Quick checklist before you file
📋 Keep these ready if you withdrew EPF during FY 2025-26:
- Your EPF passbook showing the component breakup (own and employer contribution, plus interest on each)
- Total period of continuous service, including transfers across employers
- Form 26AS, to confirm any Section 192A TDS deducted
- Your AIS, to reconcile the withdrawal reported by the EPFO
- Records of any Section 80C deduction claimed on your own EPF contribution in earlier years
- The reason for exit, if you are claiming an exemption for an exit beyond your control
Final takeaway
EPF withdrawal tax hinges on one fact: did you complete five years of continuous service, counting transfers? Cross that line and the withdrawal is exempt. Fall short and it is generally taxable — across both salary and other-sources income, with earlier 80C deductions clawed back, and TDS under Section 192A if it exceeds ₹50,000. TDS is not the final word; report the withdrawal, claim the TDS credit, and pay or recover the balance through your return. When in doubt, transferring beats withdrawing.

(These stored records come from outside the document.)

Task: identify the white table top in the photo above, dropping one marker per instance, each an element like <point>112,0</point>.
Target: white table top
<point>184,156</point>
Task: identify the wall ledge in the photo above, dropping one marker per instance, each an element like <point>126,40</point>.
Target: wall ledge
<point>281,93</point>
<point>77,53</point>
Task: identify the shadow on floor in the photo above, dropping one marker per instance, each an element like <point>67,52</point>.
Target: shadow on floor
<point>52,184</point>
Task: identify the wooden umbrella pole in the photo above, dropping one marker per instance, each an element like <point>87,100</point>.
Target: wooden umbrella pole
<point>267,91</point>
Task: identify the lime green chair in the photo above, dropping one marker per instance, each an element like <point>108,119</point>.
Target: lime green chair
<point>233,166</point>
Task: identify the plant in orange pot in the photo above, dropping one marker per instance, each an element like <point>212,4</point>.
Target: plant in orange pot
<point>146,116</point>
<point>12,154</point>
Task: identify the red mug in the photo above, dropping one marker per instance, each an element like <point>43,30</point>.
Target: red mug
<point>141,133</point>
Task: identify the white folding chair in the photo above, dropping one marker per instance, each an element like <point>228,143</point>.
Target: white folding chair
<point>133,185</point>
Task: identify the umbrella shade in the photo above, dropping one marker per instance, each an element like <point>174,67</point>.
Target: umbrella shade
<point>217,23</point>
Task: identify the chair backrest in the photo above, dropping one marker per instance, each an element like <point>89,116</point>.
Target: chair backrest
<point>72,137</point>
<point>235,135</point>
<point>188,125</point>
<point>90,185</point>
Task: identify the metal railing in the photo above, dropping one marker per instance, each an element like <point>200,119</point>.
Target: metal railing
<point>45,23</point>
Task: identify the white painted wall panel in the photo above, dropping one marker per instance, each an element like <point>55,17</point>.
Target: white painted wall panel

EPF withdrawal confusion, or unsure whether your PF is taxable and how to report it across salary and other sources? eTaxMate can help you check your service period, work out the taxable portion, and file your return correctly for AY 2026-27.
This blog post is for general information only and does not constitute professional advice. Tax laws are subject to change and their application depends on individual facts and circumstances. Readers should consult a qualified professional before taking any action based on this content. eTaxMate accepts no liability for any action taken based on the information in this post.
Frequently Asked Questions
1. Is EPF withdrawal taxable before 5 years?
Yes, generally. If you withdraw your EPF before completing five years of continuous service, the amount is taxable unless your exit was for a reason beyond your control, such as ill health or your employer’s business closing. After five years of continuous service, the withdrawal is fully exempt under Section 10(12) of the Income Tax Act.
2. Does service with different employers count towards 5 years?
Yes, if you transferred your PF balance from one employer to the next. Three years at one job plus two years at another counts as five years of continuous service, provided the PF was transferred rather than withdrawn. If you withdrew the PF when changing jobs, the five-year clock resets from your new employment.
3. How much TDS is deducted on early EPF withdrawal?
Under Section 192A, if you withdraw before five years and the amount exceeds ₹50,000, the EPFO deducts TDS at 10% when you have furnished your PAN. If you have not furnished a valid PAN, the rate is much higher. If your withdrawal is ₹50,000 or less, no TDS is deducted, but the amount may still be taxable.
4. Do I have to report EPF withdrawal in my ITR if TDS was already deducted?
Yes. TDS under Section 192A is only an advance against your final tax, not the full liability. You must still report the taxable withdrawal in your return. At 10%, the TDS may be less than your slab rate, so more tax can be due — or if your income is low, the excess comes back as a refund only when you file and claim it.
5. How is a taxable EPF withdrawal taxed?
It is taxed in parts. The employer’s contribution and the interest on it are taxed under “Salary.” The interest on your own contribution is taxed under “Income from Other Sources.” Your own contribution is not taxed again, but any Section 80C deduction you claimed on it in earlier years is added back. So it is taxed at your slab rate across more than one head.
6. Can I avoid tax on EPF withdrawal when changing jobs?
Yes. Instead of withdrawing your PF when you switch jobs, transfer the balance to your new employer’s EPF account. This keeps your continuous service running, so once you cross five years in total, any later withdrawal is fully exempt. Withdrawing instead resets the clock and can make an early withdrawal taxable.